Notes on Parallel Computing and GPU Architecture

Parallel Computing Concepts

  • Definition: Parallel computing allows multiple calculations or processes to be carried out simultaneously, dividing large problems into manageable chunks.

Classification of Parallel Computers

  • Flynn's Classification (1972):

    • Based on data and instruction flow.

    • Coupling Types:

    • Loosely Coupled: Independent servers connected via a network (e.g., Ethernet) communicating through message passing.

    • Tightly Coupled: PEs (Processing Elements) share a common main memory, leading to faster communication.

Memory Access Modes

  • Shared Memory (SM):

    • All processors access a common global address space.

    • Access time for memory is consistent across processors (Uniform Memory Access - UMA).

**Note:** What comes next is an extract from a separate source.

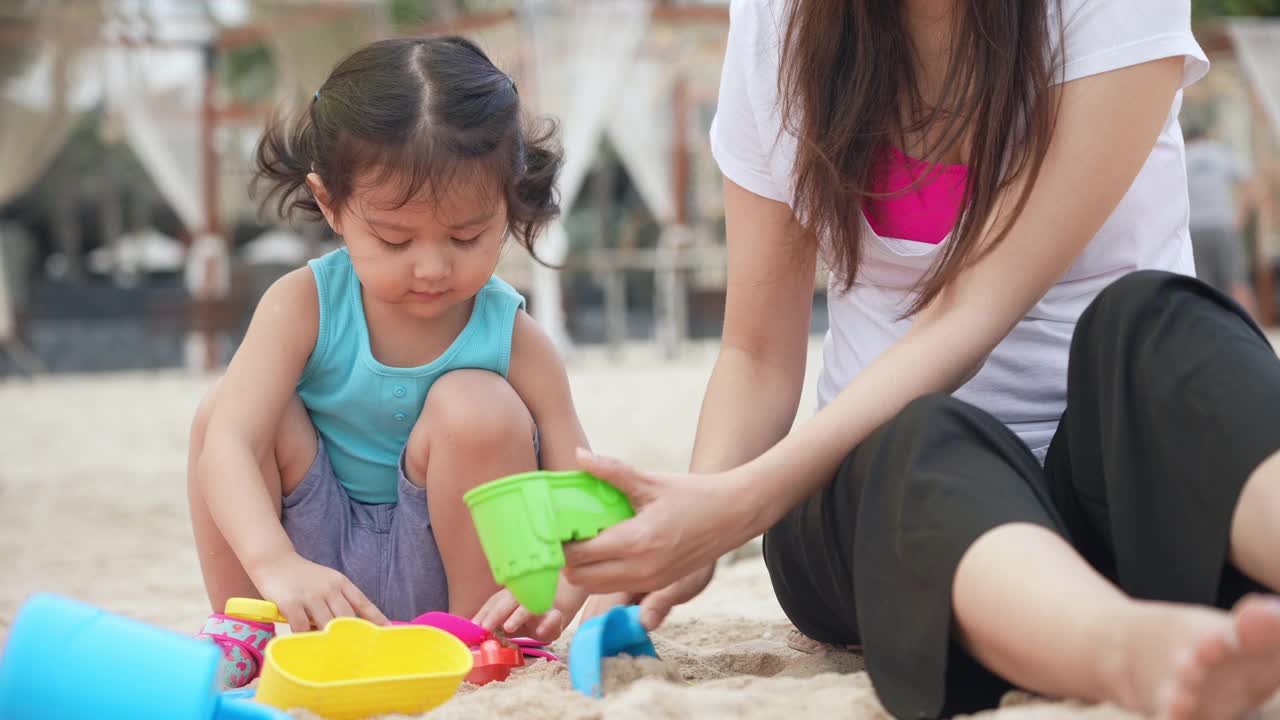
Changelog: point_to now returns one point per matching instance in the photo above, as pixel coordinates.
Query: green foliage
(1212, 8)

  • Distributed Shared Memory (DSM):

    • Local memory access is faster than remote memory.

    • Characterized by Non-Uniform Memory Access (NUMA). Accessing remote memory can be significantly slower (10 - 1000 times).

Grain Size Classification

  • Definitions: Refers to the quantum of work a PE does before needing to communicate with another PE.

  • Types:

    • Very Fine Grain: Single instruction.

    • Fine Grain: Corresponds to threads, typically 100 machine instructions.

    • Medium Grain: Corresponds to procedures (subroutines), typically around 1000 instructions.

    • Coarse Grain: Corresponds to complete programs.

GPUs in Parallel Computing

  • Definition: A GPU is an electronic circuit optimized for rendering graphics and performing parallel computations.

  • Key Features:

    • Able to handle large datasets and parallel processing, used in AI, gaming, and simulations.

    • Trajectories in Microprocessor Design:

    • Multicore: Focuses on sequential programs with a few cores.

    • Manycore: Focuses on throughput with many threads and smaller cores.

Heterogeneous Parallel Computing

  • Design Philosophy:

    • CPUs optimize for sequential task performance, whereas GPUs are designed for parallel execution.

    • CPUs utilize large caches for low-latency operations, while GPUs prioritize throughput for many parallel threads.

  • Performance Comparison:

    • Many applications benefit from both CPU (for sequential tasks) and GPU (for parallel tasks) processing capabilities.

GPU Architecture

  • Components:

    • Organized into multiple streaming multiprocessors (SMs) with their own streaming processors (SPs).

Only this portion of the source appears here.